- From: Jun Kuriyama <kuriyama@sky.rim.or.jp>
- Date: Wed, 13 Oct 1999 23:36:41 +0900
- To: html-tidy@w3.org
- Cc: Jun Kuriyama <kuriyama@sky.rim.or.jp>
When I use -raw option with EUC-JP encoding, some entity references
(such as ©) are converted to ISO-8859-1 (?) character code. But
that code is not re-converted to entity reference with -raw option.

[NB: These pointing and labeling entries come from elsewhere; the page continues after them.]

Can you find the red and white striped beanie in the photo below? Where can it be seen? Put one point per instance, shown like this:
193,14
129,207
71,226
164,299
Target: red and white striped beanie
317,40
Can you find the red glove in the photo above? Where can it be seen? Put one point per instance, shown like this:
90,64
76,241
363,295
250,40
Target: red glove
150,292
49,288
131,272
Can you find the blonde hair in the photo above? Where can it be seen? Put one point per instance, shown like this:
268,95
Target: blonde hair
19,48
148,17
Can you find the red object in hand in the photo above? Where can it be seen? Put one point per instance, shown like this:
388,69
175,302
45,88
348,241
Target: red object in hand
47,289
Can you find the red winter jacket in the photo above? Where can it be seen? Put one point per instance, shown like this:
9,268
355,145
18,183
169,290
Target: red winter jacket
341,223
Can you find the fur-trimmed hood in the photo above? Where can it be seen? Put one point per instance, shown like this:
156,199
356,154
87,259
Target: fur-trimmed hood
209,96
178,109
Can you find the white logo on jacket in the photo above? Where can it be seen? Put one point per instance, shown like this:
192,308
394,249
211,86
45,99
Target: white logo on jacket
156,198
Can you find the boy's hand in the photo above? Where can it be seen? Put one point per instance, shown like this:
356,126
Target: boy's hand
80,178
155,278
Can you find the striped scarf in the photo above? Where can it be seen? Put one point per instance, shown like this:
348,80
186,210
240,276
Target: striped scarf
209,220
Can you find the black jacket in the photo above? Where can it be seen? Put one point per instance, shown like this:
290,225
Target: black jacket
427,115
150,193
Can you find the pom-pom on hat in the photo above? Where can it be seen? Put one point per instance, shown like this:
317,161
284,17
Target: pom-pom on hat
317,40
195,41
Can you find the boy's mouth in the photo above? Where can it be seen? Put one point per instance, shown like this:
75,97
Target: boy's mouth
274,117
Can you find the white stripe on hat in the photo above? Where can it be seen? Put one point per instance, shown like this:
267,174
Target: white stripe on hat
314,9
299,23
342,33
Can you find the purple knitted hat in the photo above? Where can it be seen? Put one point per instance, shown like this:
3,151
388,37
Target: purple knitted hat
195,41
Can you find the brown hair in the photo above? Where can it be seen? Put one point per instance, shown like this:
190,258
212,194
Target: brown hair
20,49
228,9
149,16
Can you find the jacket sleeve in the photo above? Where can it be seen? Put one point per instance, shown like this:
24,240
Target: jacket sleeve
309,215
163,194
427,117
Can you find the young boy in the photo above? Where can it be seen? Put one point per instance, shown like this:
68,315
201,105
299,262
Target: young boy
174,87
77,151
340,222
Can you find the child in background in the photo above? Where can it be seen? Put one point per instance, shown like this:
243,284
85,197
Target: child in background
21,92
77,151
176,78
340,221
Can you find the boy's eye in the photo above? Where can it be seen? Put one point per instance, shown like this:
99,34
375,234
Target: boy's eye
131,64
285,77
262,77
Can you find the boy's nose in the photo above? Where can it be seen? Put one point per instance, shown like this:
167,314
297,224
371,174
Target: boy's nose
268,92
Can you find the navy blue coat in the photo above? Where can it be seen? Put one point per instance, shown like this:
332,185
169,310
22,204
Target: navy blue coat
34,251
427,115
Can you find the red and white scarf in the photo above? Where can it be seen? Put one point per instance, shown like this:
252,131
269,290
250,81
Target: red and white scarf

# EUC-JP encoding uses 8th bit. Japanese characters in this encoding
# may include 0xA0-0xFF character code. Then EUC-JP cannot co-exist
# with other 8bit encodings.
So I like -raw option not to modify any entity references in input and
print out as-is. Can tidy accept this approach?
Index: lexer.c
===================================================================
RCS file: /tmp/tidycvs/tidy/lexer.c,v
retrieving revision 1.1.1.3
diff -u -r1.1.1.3 lexer.c
--- lexer.c 1999/10/13 14:06:29 1.1.1.3
+++ lexer.c 1999/10/13 14:06:39
@@ -358,15 +358,21 @@
ReportEntityError(lexer, MISSING_SEMICOLON, lexer->lexbuf+start, c);
}
- lexer->lexsize = start;
- AddCharToLexer(lexer, ch);
+ if (lexer->in->encoding == RAW)
+ if (semicolon)
+ AddCharToLexer(lexer, ';');
+ else
+ {
+ lexer->lexsize = start;
+ AddCharToLexer(lexer, ch);
- if (ch == '&' && !QuoteAmpersand)
- {
- AddCharToLexer(lexer, 'a');
- AddCharToLexer(lexer, 'm');
- AddCharToLexer(lexer, 'p');
- AddCharToLexer(lexer, ';');
+ if (ch == '&' && !QuoteAmpersand)
+ {
+ AddCharToLexer(lexer, 'a');
+ AddCharToLexer(lexer, 'm');
+ AddCharToLexer(lexer, 'p');
+ AddCharToLexer(lexer, ';');
+ }
}
}
}
Index: pprint.c
===================================================================
RCS file: /tmp/tidycvs/tidy/pprint.c,v
retrieving revision 1.1.1.3
diff -u -r1.1.1.3 pprint.c
--- pprint.c 1999/10/13 14:06:30 1.1.1.3
+++ pprint.c 1999/10/13 14:06:39
@@ -291,7 +291,7 @@
}
/* except in CDATA map < to < etc. */
- if (! (mode & CDATA) )
+ if (!(mode & CDATA) && CharEncoding != RAW)
{
if (c == '<')
{
Jun Kuriyama // kuriyama@sky.rim.or.jp
// kuriyama@FreeBSD.org
Received on Wednesday, 13 October 1999 10:37:03 UTC